The Man Who Loved Clouds (Dr Twist #14)

This novel concerns a young woman reputed to have fairy powers including the ability to predict the future and to disappear into thin air.

In addition to resolving the puzzle elements of the plot, the ending also manages to include a whopping great revelation that I think is executed superbly.

Read the review here

Michel Herbert and Eugène Wyl

The Forbidden House

The new owner of Marchenoire Manor receives notes threatening his life if he does not abandon the property but refuses to leave. In spite of setting precautions he is murdered and his killer who was observed entering the house seems to vanish into thin air.

This highly engaging impossible crime story offers an intriguing scenario, a memorable victim and a clever solution.

Read my review here

V

Noël Vindry

The Double Alibi

A man is seen in three places at the same time including the scenes of two thefts.

The puzzle, while not impossible, is clever and stimulating and I did enjoy the way everything is brought together at the end.

Read my review here

The Howling Beast

A fugitive tries to explain how he came to be accused of a double-murder that no one but he could have committed.

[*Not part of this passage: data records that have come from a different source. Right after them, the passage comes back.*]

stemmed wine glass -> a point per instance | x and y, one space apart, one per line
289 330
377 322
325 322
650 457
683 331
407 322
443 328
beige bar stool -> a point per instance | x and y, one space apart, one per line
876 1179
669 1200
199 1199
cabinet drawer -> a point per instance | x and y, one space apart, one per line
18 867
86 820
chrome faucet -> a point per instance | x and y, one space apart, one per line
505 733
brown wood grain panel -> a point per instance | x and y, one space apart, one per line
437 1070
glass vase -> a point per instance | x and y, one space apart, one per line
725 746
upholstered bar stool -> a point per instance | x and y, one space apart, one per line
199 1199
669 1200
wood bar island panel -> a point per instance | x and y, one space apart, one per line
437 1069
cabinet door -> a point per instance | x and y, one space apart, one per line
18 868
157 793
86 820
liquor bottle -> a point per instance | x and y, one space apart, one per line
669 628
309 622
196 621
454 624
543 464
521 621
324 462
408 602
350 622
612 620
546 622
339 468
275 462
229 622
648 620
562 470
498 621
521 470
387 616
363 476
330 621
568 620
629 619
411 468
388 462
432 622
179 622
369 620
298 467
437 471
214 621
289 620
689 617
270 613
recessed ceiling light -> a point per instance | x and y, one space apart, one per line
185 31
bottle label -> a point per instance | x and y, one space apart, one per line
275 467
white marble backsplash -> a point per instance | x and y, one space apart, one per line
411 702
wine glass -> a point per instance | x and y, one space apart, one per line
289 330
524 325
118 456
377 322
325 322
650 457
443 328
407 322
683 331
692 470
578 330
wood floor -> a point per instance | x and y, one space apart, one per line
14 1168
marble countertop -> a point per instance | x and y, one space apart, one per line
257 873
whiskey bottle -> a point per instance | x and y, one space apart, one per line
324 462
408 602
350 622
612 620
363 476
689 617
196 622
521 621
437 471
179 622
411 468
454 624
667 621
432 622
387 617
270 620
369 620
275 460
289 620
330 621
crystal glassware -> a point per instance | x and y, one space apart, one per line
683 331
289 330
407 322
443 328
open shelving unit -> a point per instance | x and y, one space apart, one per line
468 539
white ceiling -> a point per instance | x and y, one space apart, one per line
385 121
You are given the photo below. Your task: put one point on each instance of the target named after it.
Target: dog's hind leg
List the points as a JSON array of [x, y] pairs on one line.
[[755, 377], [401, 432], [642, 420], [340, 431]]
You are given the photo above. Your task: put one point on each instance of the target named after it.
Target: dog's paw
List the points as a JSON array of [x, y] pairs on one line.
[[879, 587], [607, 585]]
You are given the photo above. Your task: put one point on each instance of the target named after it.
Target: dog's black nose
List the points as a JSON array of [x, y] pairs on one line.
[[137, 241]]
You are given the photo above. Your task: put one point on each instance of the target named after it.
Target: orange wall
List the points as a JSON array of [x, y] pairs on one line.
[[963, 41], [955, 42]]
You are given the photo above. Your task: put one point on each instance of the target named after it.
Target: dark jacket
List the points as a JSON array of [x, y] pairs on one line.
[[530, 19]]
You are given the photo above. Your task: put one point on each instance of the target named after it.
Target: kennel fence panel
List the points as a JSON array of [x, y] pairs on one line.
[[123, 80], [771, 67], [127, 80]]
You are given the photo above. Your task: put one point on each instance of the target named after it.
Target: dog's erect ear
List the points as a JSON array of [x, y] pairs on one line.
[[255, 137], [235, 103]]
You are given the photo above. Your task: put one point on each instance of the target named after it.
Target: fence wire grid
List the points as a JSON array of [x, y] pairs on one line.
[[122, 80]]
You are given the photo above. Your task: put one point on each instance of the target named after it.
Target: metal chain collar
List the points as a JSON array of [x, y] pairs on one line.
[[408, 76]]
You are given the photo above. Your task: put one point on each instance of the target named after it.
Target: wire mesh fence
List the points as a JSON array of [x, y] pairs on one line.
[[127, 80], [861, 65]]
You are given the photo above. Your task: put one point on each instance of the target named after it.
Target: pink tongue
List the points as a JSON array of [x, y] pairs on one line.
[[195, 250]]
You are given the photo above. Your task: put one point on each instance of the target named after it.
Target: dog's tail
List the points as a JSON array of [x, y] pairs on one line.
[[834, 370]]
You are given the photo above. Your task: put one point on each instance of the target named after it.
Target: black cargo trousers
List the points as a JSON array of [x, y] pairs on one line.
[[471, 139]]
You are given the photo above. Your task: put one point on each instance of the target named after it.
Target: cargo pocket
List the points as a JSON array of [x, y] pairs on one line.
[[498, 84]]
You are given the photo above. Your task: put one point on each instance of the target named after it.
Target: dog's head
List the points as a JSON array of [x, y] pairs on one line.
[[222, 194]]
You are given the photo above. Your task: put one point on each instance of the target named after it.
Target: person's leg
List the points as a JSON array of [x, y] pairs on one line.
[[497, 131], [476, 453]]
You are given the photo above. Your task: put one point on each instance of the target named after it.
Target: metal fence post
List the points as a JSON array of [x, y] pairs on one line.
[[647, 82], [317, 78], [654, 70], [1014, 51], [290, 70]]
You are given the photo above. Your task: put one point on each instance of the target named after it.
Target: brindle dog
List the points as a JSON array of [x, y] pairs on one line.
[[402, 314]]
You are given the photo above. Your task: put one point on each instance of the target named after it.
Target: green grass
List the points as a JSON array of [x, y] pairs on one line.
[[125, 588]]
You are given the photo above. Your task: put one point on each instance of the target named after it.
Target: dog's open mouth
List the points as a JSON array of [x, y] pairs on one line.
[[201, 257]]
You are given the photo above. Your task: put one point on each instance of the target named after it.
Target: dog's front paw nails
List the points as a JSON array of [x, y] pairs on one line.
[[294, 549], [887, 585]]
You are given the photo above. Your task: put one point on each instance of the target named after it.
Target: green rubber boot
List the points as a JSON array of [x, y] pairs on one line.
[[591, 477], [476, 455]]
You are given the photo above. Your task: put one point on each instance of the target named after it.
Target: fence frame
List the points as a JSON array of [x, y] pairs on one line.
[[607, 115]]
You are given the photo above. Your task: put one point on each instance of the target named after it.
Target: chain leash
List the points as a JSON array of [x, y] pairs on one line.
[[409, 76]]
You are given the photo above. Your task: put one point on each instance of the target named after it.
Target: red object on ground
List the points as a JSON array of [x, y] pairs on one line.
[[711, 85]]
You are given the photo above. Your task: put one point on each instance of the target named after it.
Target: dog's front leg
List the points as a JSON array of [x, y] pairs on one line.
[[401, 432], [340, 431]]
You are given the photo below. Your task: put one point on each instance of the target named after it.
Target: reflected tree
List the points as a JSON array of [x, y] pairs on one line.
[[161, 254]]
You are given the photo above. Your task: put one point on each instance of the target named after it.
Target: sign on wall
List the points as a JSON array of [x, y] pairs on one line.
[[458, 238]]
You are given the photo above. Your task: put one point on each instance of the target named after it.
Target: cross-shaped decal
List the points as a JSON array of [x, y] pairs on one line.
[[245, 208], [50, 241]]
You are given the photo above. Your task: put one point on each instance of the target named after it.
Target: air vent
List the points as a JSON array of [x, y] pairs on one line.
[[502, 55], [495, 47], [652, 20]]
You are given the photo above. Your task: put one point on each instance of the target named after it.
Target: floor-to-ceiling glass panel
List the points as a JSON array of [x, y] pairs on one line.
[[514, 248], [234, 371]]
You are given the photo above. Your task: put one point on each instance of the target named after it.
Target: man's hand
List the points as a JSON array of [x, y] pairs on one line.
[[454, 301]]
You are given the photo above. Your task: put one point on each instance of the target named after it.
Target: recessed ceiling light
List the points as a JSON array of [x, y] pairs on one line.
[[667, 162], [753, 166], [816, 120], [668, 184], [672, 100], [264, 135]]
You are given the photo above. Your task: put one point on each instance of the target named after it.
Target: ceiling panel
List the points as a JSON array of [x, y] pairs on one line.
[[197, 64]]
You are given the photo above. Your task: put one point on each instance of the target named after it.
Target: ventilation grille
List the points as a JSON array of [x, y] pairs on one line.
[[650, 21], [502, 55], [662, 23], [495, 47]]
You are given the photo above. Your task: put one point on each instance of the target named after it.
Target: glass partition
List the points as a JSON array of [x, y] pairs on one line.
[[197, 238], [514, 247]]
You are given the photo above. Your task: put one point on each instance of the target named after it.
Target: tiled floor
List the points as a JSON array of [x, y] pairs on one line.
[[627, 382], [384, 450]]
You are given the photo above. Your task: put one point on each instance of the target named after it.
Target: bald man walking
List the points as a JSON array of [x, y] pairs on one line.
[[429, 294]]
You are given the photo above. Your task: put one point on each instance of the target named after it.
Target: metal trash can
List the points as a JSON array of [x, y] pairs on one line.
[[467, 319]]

The Howling Beast is a superb read that offers a cunningly constructed puzzle that is absolutely worth your time to unpick.

Read my review here

Through the Walls

Pierre insists that strangers have been able to get inside his locked home several times, searching the same drawers on each occasion. Fearing for his life, he persuades a friend to stay with him who is cynical until he sees an attempt made on Pierre’s life…

Some very effective early chapters set up an intriguing situation but the subsequent investigative portions feel a little flat in contrast.